LE AUTORITA’ DIFENDONO IL POLIGONO
- Il primo luglio 2010, l’allora sottosegretario alla Difesa, on. Giuseppe
Cossiga, nel rispondere a un’interrogazione di 38 parlamentari del Polo delle
libertà (primo firmatario l’on. Vincenzo Fontana, agrigentino), dichiarò che il
poligono di Drasy era d’interesse strategico soprattutto per i reparti della
Brigata Aosta, ente gestore, tanto che un’eventuale dismissione dell’area
avrebbe causato un “inaccettabile impatto negativo sull’operatività e sulla
sicurezza del personale, impedendo di fatto l’impiegabilità nelle missioni
internazionali e mettendo quindi a rischio la presenza stessa della Brigata
nell’isola”.
“Essendo il poligono dell’agrigentino ben servito dalla rete
viaria – aggiunse Cossiga - esso è l’unica risorsa presente in Sicilia ove sia
possibile utilizzare munizionamento ordinario e svolgere esercitazioni a fuoco
fino a livello di plotone fucilieri. L’infrastruttura è stata destinata alle
funzioni di isola addestrativa di secondo livello e consente di svolgere
attività di crisis response operations”. Il sottosegretario spiegò pure che la
presenza di un parco naturale in corrispondenza di un’area addestrativa “non
deve essere considerata motivo preclusivo per un’equilibrata convivenza, tanto
meno motivo per richiedere la sospensione delle esercitazioni e lo spostamento
in altro sito del poligono in esame”.
“La possibilità di costituire un parco naturale nell’area in
argomento è una diretta conseguenza della pluriennale esistenza delle strutture
militari che, con la loro presenza, hanno svolto funzione di controllo e tutela
preventiva, salvaguardando l’ambiente naturale”, fu lo sfacciato commento
dell’uomo di governo. “Il Ministero della difesa è sicuramente pronto ad
approfondire il tema di un eventuale trasferimento del poligono in altro sito”,
concluse Cossiga. “Ma naturalmente è necessario che siano le stesse autorità
locali a individuare e proporre aree alternative, le quali evidentemente
dovranno avere le medesime caratteristiche e consentire lo svolgimento delle
stesse attività addestrative, siain bianco sia a fuoco”. Ad oggi però, né il
Comando della Brigata Aosta né le autorità regionali hanno proposto alcunché.

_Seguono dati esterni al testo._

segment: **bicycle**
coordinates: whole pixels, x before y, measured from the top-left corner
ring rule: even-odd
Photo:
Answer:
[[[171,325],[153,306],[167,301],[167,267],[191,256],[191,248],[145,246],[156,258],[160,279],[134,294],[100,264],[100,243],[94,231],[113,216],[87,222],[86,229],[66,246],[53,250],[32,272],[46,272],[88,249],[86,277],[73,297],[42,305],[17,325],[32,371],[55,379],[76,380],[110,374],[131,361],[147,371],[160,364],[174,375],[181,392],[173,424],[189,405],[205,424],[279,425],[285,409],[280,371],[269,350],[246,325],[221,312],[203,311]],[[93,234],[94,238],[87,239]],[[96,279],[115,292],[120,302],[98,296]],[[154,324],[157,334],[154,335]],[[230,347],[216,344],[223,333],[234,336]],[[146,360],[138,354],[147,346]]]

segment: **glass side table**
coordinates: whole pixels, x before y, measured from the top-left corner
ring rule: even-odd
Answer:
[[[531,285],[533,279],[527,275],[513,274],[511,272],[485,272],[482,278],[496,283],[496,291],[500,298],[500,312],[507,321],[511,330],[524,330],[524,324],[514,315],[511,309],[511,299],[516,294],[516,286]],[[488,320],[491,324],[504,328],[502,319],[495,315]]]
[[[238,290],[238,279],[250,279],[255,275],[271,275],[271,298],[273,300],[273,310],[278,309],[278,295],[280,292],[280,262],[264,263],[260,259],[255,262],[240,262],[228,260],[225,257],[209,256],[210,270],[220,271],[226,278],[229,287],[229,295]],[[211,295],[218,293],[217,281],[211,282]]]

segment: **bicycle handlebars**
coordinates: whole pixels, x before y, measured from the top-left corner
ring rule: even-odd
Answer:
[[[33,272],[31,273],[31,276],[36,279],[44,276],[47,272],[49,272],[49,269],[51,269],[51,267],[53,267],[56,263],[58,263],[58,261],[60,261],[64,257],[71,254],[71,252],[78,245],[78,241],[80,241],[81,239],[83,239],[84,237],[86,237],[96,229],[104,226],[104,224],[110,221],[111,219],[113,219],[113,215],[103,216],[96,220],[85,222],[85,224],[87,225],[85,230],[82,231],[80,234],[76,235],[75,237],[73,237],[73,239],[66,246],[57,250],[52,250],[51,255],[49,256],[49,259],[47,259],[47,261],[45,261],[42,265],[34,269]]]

Ma il Poligono Desy non è l’unico ad essere vicino o dentro
a una riserva naturale. In Italia esistono infatti altre situazioni simili: il
poligono di Ponticello nel Parco di Fanes (Bolzano); quello di Carpegna nel
Parco “Simone Simoncello” (Pesaro-Urbino); i poligoni “occasionali” all’interno
del Parco Nazionale dell’Alta Murgia (Puglia). Casi ai quali occorre aggiungere
le servitù militari in Sardegna che inibiscono meravigliose zone alla
cittadinanza, perfino attività utili alla sopravvivenza come l’allevamento e la
pesca.
La Guerra Fredda è finita da un pezzo. Quando verrà il
momento per l’Italia di riprendersi i propri territori?